Cette vertu procure à la jeune fille chaste, de la considération, de l'honneur, des avantages incontestables, comme la probité en procure à l'honnête homme; mais la virginité a une valeur toute morale, et non point une valeur vénale, appréciable en argent. Aussi, lorsque la justice accorde à une fille séduite des dommages-intérêts, ce n'est pas, certes, pour effectuer le remboursement d'un capital dérobé » ; ce n'est pas pour payer le prix de la virginité, non; c'est pour infliger au coupable une réparation civile et, en même temps, pour indemniser la victime du préjudice qui lui a été causé par les conséquences matérielles de la séduction et par l'atteinte portée à son honneur.

M. Alexandre Dumas, partant de cet aphorisme: « La virginité est un capital », prétend que le séducteur « dérobe » ce capital et doit être assimilé à un voleur. i

Il nous semble, au point de vue moral et juridique, que la séduction ne peut être assimilée au vol. D'abord, la virginité, nous l'avons dit, ne

peut être comparée à un objet matériel, à une « pièce de 20 francs » ou à un « pain de 4 livres » ; puis, le voleur qui dérobe un objet, le soustrait frauduleusement à l'insu du propriétaire. Le filou qui vole un pain, l'enlève et l'emporte sans le consentement du boulanger.

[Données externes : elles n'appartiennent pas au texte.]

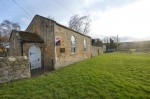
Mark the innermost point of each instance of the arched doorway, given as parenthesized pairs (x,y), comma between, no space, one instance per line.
(35,57)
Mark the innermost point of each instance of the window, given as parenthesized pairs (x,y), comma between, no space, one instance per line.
(73,44)
(84,45)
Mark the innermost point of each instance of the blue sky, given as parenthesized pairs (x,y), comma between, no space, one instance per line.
(129,19)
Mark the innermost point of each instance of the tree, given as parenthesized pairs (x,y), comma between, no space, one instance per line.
(80,24)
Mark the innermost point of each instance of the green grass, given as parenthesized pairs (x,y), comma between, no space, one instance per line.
(109,76)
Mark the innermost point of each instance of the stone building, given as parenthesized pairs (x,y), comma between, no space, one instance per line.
(49,45)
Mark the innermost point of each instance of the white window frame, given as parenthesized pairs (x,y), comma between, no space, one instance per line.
(14,45)
(84,45)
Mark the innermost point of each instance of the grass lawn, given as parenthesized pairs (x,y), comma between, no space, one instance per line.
(109,76)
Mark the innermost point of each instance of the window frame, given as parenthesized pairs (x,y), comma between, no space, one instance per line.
(84,45)
(73,44)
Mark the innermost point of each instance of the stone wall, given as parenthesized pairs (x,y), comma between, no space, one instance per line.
(44,27)
(14,45)
(66,57)
(14,68)
(96,51)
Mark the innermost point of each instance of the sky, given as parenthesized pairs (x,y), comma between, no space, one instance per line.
(129,19)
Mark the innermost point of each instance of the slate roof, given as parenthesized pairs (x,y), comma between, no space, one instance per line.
(29,37)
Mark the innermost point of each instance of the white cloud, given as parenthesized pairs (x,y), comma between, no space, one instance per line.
(130,20)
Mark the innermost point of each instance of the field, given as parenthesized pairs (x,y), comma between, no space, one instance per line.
(109,76)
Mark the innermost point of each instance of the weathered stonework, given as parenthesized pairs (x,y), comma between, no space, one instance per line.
(14,68)
(66,58)
(54,56)
(96,51)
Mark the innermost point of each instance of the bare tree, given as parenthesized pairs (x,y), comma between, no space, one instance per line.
(80,24)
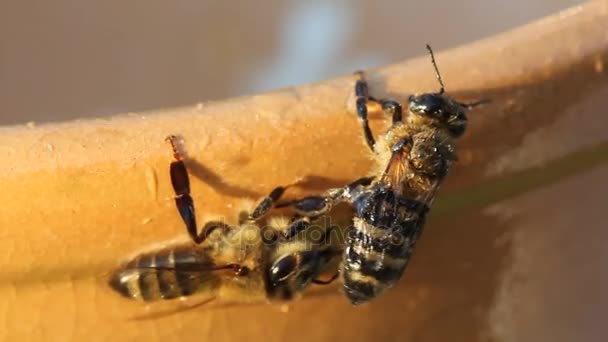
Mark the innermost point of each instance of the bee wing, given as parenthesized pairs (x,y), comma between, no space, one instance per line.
(396,170)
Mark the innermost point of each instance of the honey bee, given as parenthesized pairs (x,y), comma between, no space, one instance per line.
(238,262)
(412,158)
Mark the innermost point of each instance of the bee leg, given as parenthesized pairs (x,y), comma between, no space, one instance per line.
(362,93)
(266,204)
(392,109)
(297,225)
(326,282)
(181,186)
(209,228)
(314,206)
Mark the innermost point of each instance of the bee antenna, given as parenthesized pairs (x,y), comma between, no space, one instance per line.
(441,91)
(474,104)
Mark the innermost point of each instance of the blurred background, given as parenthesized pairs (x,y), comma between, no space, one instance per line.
(68,59)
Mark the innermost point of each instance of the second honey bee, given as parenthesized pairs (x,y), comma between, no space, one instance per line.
(237,261)
(412,159)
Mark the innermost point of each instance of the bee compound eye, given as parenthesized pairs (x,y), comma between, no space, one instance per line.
(283,268)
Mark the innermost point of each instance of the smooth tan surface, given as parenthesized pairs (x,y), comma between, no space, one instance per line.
(514,250)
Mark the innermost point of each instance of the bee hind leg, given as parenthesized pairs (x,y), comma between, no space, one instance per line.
(183,201)
(362,93)
(181,186)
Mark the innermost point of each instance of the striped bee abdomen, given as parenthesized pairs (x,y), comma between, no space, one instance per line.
(165,274)
(380,244)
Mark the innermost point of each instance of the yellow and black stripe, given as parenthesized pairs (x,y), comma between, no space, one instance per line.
(165,274)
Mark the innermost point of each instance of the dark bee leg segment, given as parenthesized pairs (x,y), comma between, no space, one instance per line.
(393,109)
(362,93)
(298,225)
(208,228)
(181,187)
(313,206)
(326,282)
(267,203)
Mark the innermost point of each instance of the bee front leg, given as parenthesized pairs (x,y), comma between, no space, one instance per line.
(183,201)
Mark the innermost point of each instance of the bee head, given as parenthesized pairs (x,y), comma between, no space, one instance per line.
(291,273)
(440,109)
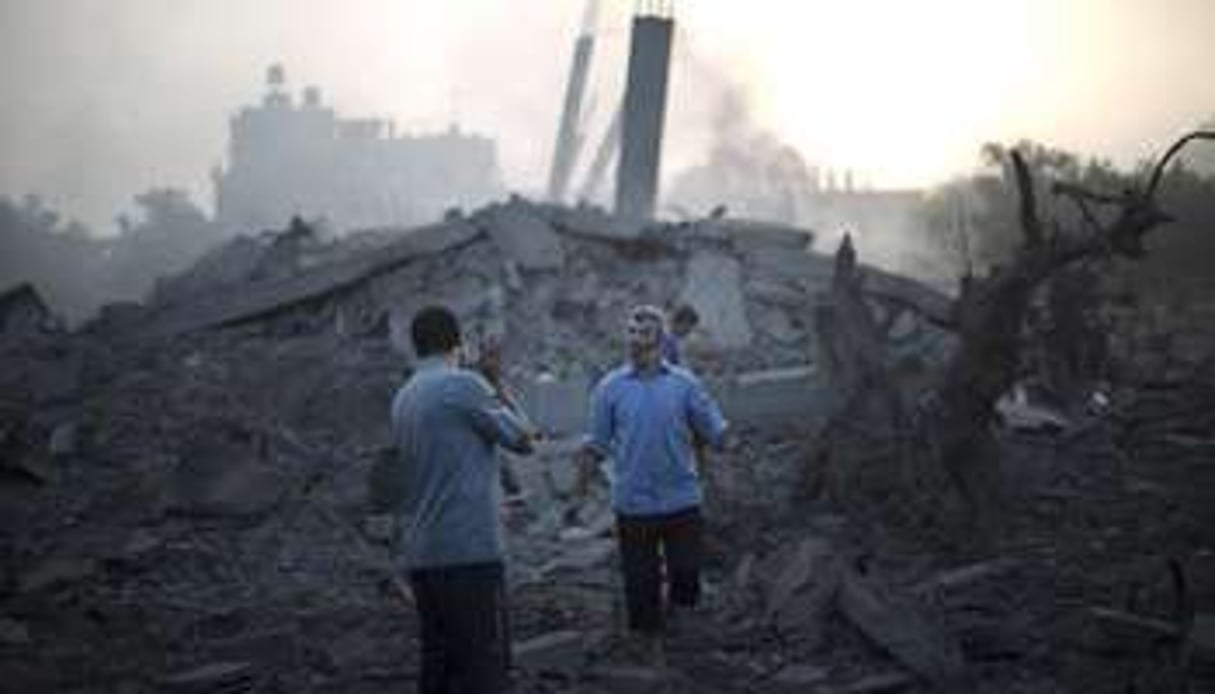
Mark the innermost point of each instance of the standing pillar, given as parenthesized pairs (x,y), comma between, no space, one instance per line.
(644,112)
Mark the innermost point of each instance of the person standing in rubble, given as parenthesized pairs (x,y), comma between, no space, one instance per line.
(683,321)
(447,423)
(645,416)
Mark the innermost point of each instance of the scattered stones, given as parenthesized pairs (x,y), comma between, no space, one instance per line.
(214,677)
(794,678)
(557,652)
(56,573)
(13,632)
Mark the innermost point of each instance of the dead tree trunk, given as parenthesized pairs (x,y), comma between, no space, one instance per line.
(988,317)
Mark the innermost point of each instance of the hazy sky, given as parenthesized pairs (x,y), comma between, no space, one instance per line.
(103,99)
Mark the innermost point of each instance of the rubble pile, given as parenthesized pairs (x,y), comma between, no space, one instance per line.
(185,501)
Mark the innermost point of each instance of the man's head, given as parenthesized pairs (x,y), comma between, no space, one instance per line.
(684,320)
(435,332)
(643,333)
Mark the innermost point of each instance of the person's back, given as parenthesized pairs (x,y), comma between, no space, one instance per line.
(446,423)
(451,470)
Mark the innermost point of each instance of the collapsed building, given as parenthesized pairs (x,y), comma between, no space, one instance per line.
(288,159)
(192,478)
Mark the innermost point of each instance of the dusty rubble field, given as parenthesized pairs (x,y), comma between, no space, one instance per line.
(188,514)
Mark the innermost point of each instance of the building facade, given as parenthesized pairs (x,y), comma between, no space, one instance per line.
(301,159)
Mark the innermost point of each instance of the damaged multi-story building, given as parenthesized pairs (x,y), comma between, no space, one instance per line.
(304,159)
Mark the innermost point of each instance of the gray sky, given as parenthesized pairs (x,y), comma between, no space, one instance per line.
(105,99)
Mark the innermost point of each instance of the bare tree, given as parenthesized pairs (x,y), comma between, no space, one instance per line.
(988,317)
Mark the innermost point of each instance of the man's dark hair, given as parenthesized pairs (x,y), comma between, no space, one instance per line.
(685,315)
(435,331)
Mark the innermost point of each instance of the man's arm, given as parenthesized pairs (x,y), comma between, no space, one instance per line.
(597,444)
(492,418)
(708,427)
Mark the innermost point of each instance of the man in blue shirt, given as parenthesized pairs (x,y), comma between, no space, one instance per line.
(645,416)
(447,423)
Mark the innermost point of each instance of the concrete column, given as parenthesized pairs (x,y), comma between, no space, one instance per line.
(645,106)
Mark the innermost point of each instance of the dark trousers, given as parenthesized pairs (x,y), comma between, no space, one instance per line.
(465,645)
(651,546)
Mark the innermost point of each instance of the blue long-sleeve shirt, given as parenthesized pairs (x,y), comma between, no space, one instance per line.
(645,423)
(446,424)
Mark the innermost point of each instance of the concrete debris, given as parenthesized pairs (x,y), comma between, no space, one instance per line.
(1018,412)
(794,678)
(13,632)
(804,590)
(523,236)
(65,440)
(205,460)
(910,630)
(1120,632)
(557,652)
(882,683)
(58,571)
(631,678)
(214,677)
(230,486)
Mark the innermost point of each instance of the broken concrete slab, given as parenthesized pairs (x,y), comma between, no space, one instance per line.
(208,677)
(227,487)
(906,628)
(524,237)
(713,286)
(774,396)
(559,406)
(586,554)
(595,223)
(747,235)
(796,678)
(804,590)
(56,573)
(631,678)
(65,440)
(258,299)
(881,683)
(1119,632)
(13,632)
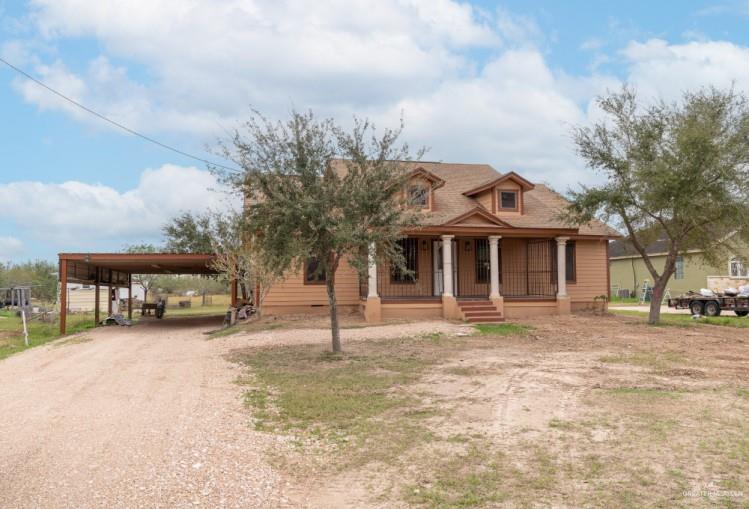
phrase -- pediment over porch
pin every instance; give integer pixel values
(477, 217)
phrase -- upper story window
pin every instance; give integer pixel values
(737, 269)
(679, 268)
(313, 275)
(508, 200)
(410, 248)
(418, 195)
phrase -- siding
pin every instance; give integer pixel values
(292, 291)
(591, 266)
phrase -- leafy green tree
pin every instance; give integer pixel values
(680, 171)
(189, 233)
(315, 191)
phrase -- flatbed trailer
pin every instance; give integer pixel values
(699, 304)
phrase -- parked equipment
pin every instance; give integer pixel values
(709, 303)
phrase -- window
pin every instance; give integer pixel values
(738, 269)
(571, 263)
(679, 272)
(418, 195)
(508, 200)
(312, 273)
(482, 260)
(410, 249)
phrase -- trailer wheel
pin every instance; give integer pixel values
(695, 307)
(712, 308)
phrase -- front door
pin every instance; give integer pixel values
(437, 273)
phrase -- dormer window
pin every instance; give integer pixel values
(508, 200)
(418, 195)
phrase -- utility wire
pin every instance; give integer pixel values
(113, 122)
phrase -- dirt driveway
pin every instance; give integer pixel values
(142, 417)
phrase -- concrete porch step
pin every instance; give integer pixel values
(483, 307)
(488, 312)
(485, 320)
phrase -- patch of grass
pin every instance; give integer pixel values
(482, 477)
(502, 329)
(355, 401)
(40, 333)
(218, 309)
(560, 424)
(643, 393)
(742, 393)
(462, 370)
(74, 341)
(685, 320)
(657, 361)
(248, 327)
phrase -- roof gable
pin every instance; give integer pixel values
(523, 183)
(429, 176)
(477, 216)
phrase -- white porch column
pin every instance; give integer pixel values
(447, 265)
(372, 281)
(562, 266)
(494, 266)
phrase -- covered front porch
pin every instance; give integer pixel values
(447, 269)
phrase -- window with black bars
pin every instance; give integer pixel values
(410, 250)
(482, 260)
(570, 265)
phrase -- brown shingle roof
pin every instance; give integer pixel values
(541, 205)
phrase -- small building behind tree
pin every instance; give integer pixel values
(692, 272)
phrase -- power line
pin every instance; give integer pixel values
(113, 122)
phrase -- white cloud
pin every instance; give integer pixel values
(663, 70)
(514, 115)
(211, 60)
(10, 247)
(207, 62)
(73, 213)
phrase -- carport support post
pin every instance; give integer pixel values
(129, 296)
(63, 295)
(234, 283)
(97, 299)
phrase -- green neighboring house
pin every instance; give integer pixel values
(628, 271)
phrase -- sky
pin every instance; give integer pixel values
(501, 83)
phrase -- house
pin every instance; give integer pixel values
(628, 270)
(490, 245)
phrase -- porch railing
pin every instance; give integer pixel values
(533, 275)
(527, 270)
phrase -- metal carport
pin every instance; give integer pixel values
(116, 271)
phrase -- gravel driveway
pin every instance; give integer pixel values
(142, 417)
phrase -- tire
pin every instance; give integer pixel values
(696, 307)
(712, 308)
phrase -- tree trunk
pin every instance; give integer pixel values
(334, 329)
(656, 299)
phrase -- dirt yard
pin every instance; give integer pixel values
(585, 411)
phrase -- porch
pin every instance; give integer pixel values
(489, 268)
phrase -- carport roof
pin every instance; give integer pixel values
(83, 266)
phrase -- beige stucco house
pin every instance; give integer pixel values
(490, 245)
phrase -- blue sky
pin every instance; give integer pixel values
(494, 82)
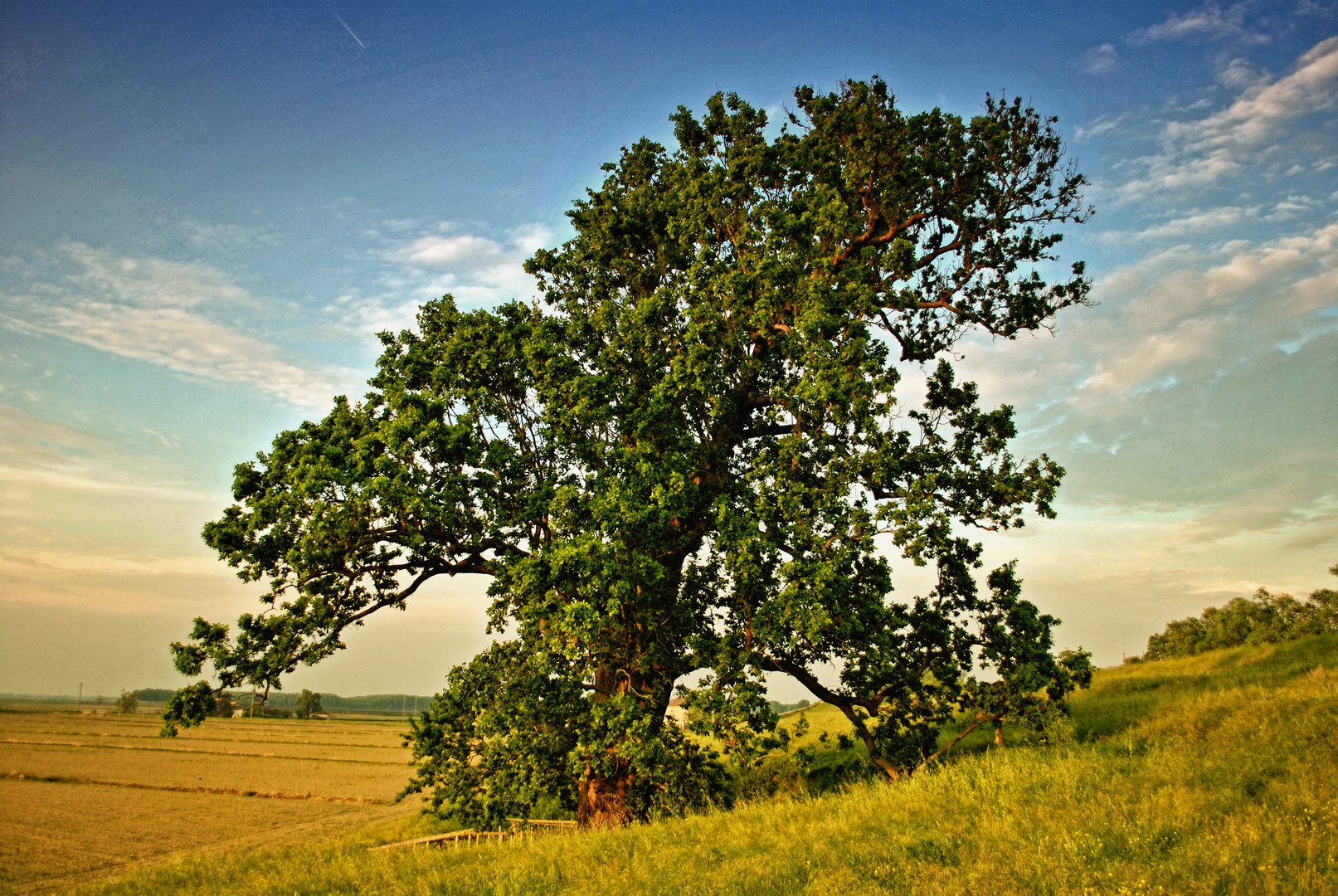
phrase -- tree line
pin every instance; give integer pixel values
(688, 463)
(1263, 618)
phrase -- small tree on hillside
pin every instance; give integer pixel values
(683, 463)
(1262, 618)
(308, 704)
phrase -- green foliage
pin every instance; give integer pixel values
(308, 703)
(680, 463)
(224, 705)
(1265, 618)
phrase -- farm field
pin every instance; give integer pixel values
(1209, 775)
(83, 795)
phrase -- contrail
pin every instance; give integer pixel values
(349, 31)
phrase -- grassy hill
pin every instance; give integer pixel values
(1215, 773)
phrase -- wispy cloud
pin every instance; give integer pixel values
(425, 262)
(224, 236)
(1183, 308)
(1251, 129)
(166, 314)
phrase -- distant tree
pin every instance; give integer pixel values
(1263, 618)
(308, 704)
(684, 463)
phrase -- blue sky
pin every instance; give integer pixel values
(207, 212)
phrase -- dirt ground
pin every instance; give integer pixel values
(86, 795)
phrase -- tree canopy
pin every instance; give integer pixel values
(685, 465)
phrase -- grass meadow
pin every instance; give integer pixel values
(1209, 775)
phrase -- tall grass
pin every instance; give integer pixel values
(1209, 775)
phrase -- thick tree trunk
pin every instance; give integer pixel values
(602, 801)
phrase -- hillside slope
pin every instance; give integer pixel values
(1209, 775)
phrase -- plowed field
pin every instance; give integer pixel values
(83, 795)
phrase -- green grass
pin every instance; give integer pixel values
(1209, 775)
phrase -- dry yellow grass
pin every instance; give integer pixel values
(100, 793)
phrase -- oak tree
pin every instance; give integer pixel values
(684, 468)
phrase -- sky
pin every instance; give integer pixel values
(209, 210)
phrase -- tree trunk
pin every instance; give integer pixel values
(604, 800)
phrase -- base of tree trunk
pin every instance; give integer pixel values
(604, 801)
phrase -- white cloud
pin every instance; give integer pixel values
(1238, 74)
(162, 314)
(1100, 59)
(1254, 127)
(1195, 222)
(432, 261)
(1185, 308)
(1209, 22)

Or, le séducteur ne dérobe pas un objet matériel, et il n'agit point à l'insu de la victime; d'ordinaire, il surprend le consentement de la jeune fille.

La séduction, entourée de manœuvres frauduleuses, qui, selon nous, devrait être considérée comme un délit, ne peut donc être comparée au vol; elle peut être bien plutôt assimilée — juridiquement à l'extorsion de signature, à l'escroquerie et, plus spécialement, à l'abus de confiance, à l'excitation des mineurs à la débauche.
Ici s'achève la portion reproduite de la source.